Y si se incluye el definidor en la definición de tierra, si en ese caso a este no le importa decir que él también habita ese planeta, que dé la cara y se incluya aquí también el que escribe en la de pajillero, porque si esto es realmente como se cuenta en el DLE, que tire la primera piedra, con la mano que tenga menos cansada, el que no masturba o se masturba.
Estrepitoso! Y es un buen descubrimiento constatar que aún existen personas para quienes no es superfluo buscar el pelo en el huevo o la quinta pata al gato, y el todo con gran despliegue de una minuciosa, veraz y circunscripta explicación. Y he aquí a nuestro Don Quijote lexicógrafo a quien con gusto acompañaría como escudero. Y ya en paños de admiración le confieso mi estimado señor, no sin un ligero respingo de vergüenza (ya que no pongo en duda de que todos son santos varones) que cada vez que pienso en los directores de la RAE una idea peregrina e impertinente me asalta: los veo que, antes de aprobar la definición de una palabra se persignan, o antes van a misa y piden perdón por algo que no han podido enderezar.
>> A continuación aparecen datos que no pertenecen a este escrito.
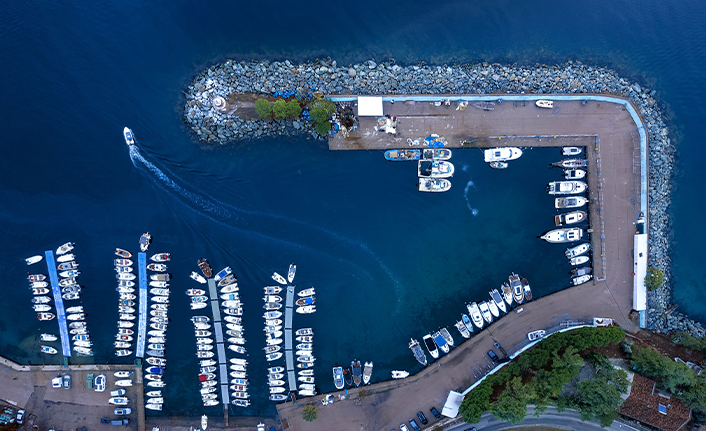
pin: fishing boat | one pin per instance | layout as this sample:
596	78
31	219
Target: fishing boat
571	163
501	154
516	286
402	155
571	202
498	300
485	311
433	185
431	346
145	241
34	259
476	314
161	257
577	250
563	235
123	253
571	151
65	248
278	278
434	169
570	218
566	187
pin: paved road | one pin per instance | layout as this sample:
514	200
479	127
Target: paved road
551	418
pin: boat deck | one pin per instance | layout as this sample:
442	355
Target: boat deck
58	303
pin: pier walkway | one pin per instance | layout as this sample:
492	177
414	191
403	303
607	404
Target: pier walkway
220	346
142	308
288	343
58	303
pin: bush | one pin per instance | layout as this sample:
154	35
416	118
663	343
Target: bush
654	278
263	108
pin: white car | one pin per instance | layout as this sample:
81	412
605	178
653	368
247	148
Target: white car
536	335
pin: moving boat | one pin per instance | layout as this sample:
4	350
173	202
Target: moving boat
569	218
563	235
145	241
431	346
498	300
396	374
433	185
434	169
566	187
402	155
476	315
501	154
417	351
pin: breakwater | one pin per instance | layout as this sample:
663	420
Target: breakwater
220	108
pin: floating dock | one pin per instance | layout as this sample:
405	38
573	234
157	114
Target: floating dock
58	303
142	309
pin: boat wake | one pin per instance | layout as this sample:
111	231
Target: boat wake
469	185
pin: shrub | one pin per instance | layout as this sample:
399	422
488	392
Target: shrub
263	108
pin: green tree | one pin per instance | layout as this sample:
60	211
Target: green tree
263	108
654	278
309	413
512	403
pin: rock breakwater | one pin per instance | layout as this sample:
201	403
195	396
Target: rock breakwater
240	83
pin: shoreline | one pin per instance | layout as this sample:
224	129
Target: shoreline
229	79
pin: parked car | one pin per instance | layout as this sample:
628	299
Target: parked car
67	381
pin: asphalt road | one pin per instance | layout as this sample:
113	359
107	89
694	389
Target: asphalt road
569	419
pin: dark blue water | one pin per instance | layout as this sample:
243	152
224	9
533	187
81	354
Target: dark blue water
388	262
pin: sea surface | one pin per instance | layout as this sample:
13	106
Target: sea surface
388	263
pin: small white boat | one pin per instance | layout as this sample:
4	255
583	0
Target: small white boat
397	374
34	259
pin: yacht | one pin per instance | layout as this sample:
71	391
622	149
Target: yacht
502	154
563	235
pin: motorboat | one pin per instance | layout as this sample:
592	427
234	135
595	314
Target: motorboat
516	286
476	315
571	151
161	257
402	155
123	253
205	267
431	346
501	154
34	259
498	300
291	272
145	241
63	249
577	250
574	174
566	187
398	374
570	218
435	169
571	163
433	185
563	235
198	277
278	278
307	292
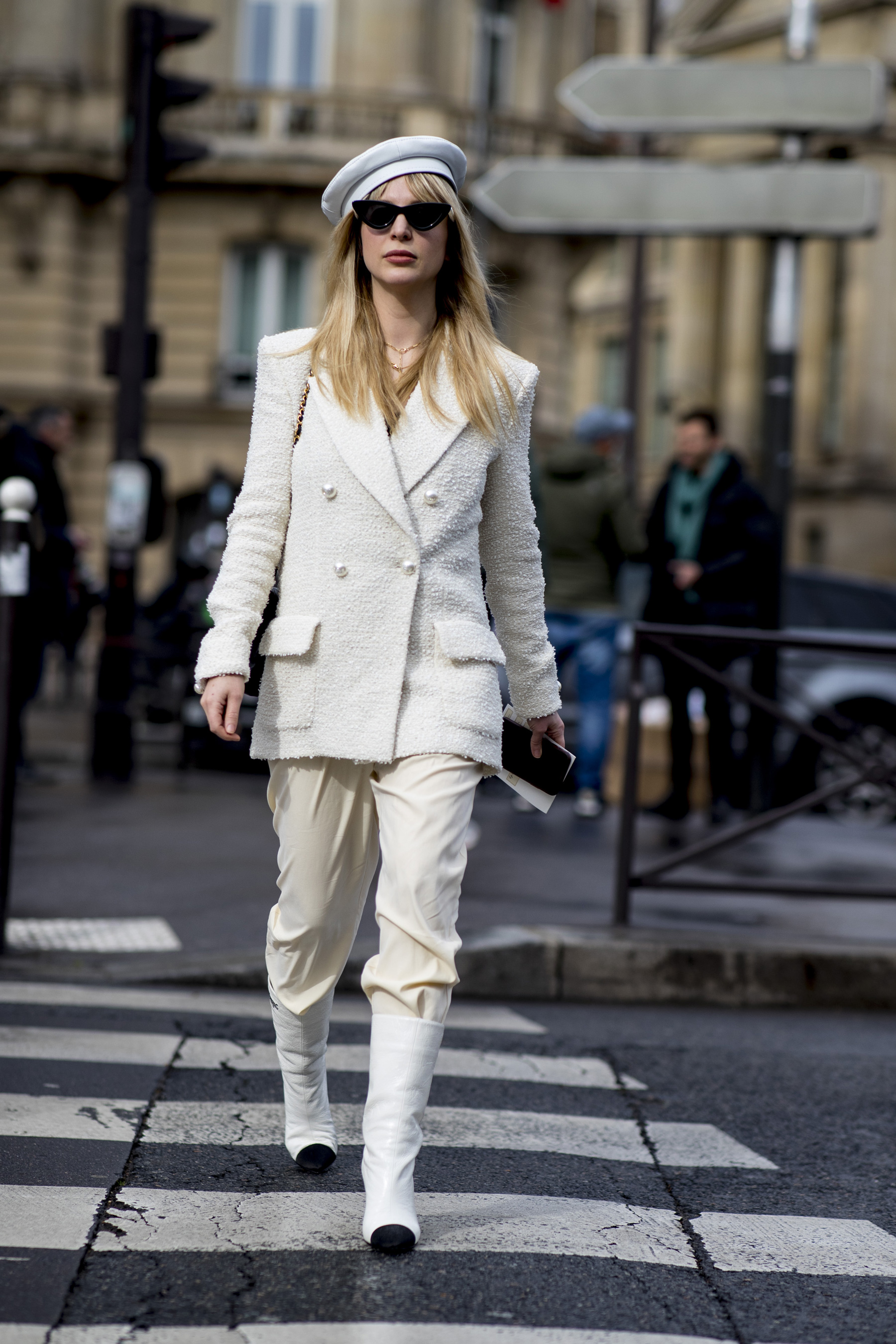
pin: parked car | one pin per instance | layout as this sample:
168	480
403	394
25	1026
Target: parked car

Y todo esto se debe a un recuerdo en particular. Leyendo mi amada enciclopedia en busca de una definición me encontré con: «mal sonante o desaconsejada». Pero a quién se le ocurrió dictaminar que una palabra es malsonante? Las palabras, todas, suenan y en cualquier contexto. Con ese criterio puedo decir que también es malsonante «palangana». Para mí es horrible, o esas retahílas de artículos y pronombres como por ejemplo «el que de la» o «para el que de la». Son subjetividades que la Emérita debería evitar. Muchísimas gracias por la divertida y mordaz lectura.
Fantástico, brillante, genial artículo. Felicidades al autor. Añado que soy otro al que le preocupan estas cosas.